Sirefef refers to a family of stealthy malicious files that come in several known variants. Computers are most commonly infected with Sirefef through social engineering attacks poisoned up ads; and malicious files disguised as program or software updates.

The trait that defines and unites all Sirefef variants is the ability to remain hidden in infected computers using rootkit technology while simultaneously downloading more noticeable components. Sirefef is able to do this by effectively disabling antivirus services and processes from running in a computer, even if these antivirus programs were already initially installed.

Once infected, a computer becomes part of the massive Sirefef botnet, a network of click scheme that generates revenues and commission from fake click traffic. Online security experts and analysts estimate that Sirefef variants have been installed globally over 9 million times, mostly in the United States, with an estimated worldwide size of around 1 million infected computers.

Visible Symptoms of Sirefef Infection

Sirefef infections peaked during the middle of 2012. Most antivirus companies have since caught up and have made available updates that could detect and remove malicious Sirefef files. These updates must be immediately installed as soon as they are made available by the antivirus software one is using.

Even without the aid of antivirus software, however, Sirefef infection usually displays itself in the following visible symptoms:

  1. Abrupt changes in the homepage of the browser one is using and in the icons on one’s desktop.
  2. Unexplained redirects to unknown web pages when using search engines like Google, Yahoo!, or Bing.
  3. Unwanted ads start popping up.
  4. Computer and Internet functionality become increasingly slow.

While a computer displays these visible symptoms of Sirefef infection, the malicious file itself starts operating in stealth, connecting to malicious websites and downloading malicious components, thus making the infected computer more at risk for possible remote manipulation, information theft and other related threats.

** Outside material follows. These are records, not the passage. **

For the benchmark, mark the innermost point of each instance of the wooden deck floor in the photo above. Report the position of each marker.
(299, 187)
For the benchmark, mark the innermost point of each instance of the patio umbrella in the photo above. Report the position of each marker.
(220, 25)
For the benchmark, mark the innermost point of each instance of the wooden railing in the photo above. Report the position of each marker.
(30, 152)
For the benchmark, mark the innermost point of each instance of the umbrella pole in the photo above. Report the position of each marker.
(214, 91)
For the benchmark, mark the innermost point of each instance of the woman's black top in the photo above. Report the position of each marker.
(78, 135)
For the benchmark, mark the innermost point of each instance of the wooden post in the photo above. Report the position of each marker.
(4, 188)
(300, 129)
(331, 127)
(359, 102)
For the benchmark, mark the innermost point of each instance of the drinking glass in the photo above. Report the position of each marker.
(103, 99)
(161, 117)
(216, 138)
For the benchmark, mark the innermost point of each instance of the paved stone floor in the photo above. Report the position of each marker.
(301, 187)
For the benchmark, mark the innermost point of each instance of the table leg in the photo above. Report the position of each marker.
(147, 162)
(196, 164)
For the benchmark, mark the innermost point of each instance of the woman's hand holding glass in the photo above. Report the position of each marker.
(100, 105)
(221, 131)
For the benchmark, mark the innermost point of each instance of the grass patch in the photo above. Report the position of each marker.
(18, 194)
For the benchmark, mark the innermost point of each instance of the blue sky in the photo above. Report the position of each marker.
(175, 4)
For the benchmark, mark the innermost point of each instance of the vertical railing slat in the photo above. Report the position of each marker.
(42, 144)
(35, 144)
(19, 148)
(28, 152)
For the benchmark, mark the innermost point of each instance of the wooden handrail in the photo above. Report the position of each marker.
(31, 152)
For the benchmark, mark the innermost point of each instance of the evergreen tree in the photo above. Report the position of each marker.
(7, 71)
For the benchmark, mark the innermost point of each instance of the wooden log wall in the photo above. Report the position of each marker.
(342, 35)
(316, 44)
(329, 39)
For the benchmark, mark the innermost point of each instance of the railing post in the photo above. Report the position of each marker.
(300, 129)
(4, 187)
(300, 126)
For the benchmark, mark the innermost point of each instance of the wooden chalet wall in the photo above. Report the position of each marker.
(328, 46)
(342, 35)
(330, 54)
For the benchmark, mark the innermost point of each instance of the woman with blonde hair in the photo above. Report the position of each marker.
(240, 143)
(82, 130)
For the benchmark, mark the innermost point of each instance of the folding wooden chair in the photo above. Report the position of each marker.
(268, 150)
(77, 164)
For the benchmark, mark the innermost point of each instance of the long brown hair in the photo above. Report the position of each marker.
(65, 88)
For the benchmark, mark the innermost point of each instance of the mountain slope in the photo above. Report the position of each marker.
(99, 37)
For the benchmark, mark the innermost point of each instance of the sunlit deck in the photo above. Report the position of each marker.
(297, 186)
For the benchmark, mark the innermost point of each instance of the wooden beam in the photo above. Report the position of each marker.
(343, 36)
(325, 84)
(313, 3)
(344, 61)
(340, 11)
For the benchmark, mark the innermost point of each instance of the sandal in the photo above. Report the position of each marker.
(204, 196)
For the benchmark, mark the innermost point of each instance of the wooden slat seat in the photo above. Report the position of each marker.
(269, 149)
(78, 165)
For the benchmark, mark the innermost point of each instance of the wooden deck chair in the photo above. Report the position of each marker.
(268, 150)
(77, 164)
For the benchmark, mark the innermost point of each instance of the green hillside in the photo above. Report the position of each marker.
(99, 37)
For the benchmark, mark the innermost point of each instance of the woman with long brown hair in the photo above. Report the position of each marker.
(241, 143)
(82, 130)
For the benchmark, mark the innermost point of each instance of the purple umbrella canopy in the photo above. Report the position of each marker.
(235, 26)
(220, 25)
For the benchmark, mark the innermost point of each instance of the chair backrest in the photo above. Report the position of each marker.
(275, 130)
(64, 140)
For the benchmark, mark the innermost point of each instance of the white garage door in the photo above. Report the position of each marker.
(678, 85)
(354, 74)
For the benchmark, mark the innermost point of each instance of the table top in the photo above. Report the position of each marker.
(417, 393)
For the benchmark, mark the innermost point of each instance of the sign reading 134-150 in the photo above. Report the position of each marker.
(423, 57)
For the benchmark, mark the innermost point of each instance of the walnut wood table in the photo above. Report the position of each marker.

Infected Files and Registries

Variants of Sirefef are known to create folders with random numbers and letters for file names in a computer’s %Application Data% and %Windows% folders. Inside these folders, Sirefef then drops malicious files, usually with file names like “@,” “X,” “n” or a random series of numbers.

To enable it to automatically execute every time a computer starts up, Sirefef adds the following registry entry:

HKEY_LOCAL_MACHINE\SYSTEM\CurrentControlSet\ Services\8c0f0459
ImagePath = “\systemroot\{file name}.exe”

It also adds the following registry:

HKEY_CURRENT_USER\Software\Microsoft\ Windows NT\CurrentVersion\Winlogon Shell = “%Application Data%\{folder name}\{file
name}”

Also as part of its installation routine, Sirefef creates several entries under the following registries:

HKEY_CLASSES_ROOT\Interface\
HKEY_CURRENT_USER\Software\
HKEY_LOCAL_MACHINE\SYSTEM\CurrentControlSet\Services\SharedAccess\Parameters\FirewallPolicy\
StandardProfile\AuthorizedApplications\List%Windows%\

Variants of Sirefef are also found to infect the services.exe file to trick Windows into loading the malicious file Sirefef has dropped on a computer instead of a legitimate one like a program installer.

Manual Removal

Because of the high risks, like information theft and abuse by malicious users, which Sirefef poses on infected computers and users, the malware and all its traces should be removed immediately and PCs should be rid of it without delay. One can manually remove Sirefef by terminating its processes, deleting malicious files and removing its registries, taking the following steps:

  1. Make sure all important files and system registries are saved and properly backed up before performing the clean up.
  2. Restart computer into Safe Mode with Networking.
  3. Delete all Sirefef associated files and folders. These could be found on the %Application Data% folder (which is usually C:\Documents and Settings\{username}\Application Data on Windows 2000, XP, and Server 2003, or C:\Users\{user name}\AppData\Roaming on Windows Vista and 7) and %Windows% folder (which is usually C:\Windows).
    Sirefef files usually have file names like “@,” “X,” “n” or a random series of numbers.
  4. Press CTRL+ALT+DEL to open the Task Manager. Right click on random running .exe processes and hit “End Process.”
  5. Go to the Start Menu and click “Run.” Type “regedit” and click “OK.” This will open the Windows Registry Editor.
    Delete all Sirefef associated registry entries found under the following registries:HKEY_CLASSES_ROOT\Interface\
    HKEY_CURRENT_USER\Software\
    HKEY_LOCAL_MACHINE\SYSTEM\CurrentControlSet\Services\SharedAccess\Parameters\FirewallPolicy\
    StandardProfile\AuthorizedApplications\Lit%Windows%\
  6. Restart computer to Normal Mode.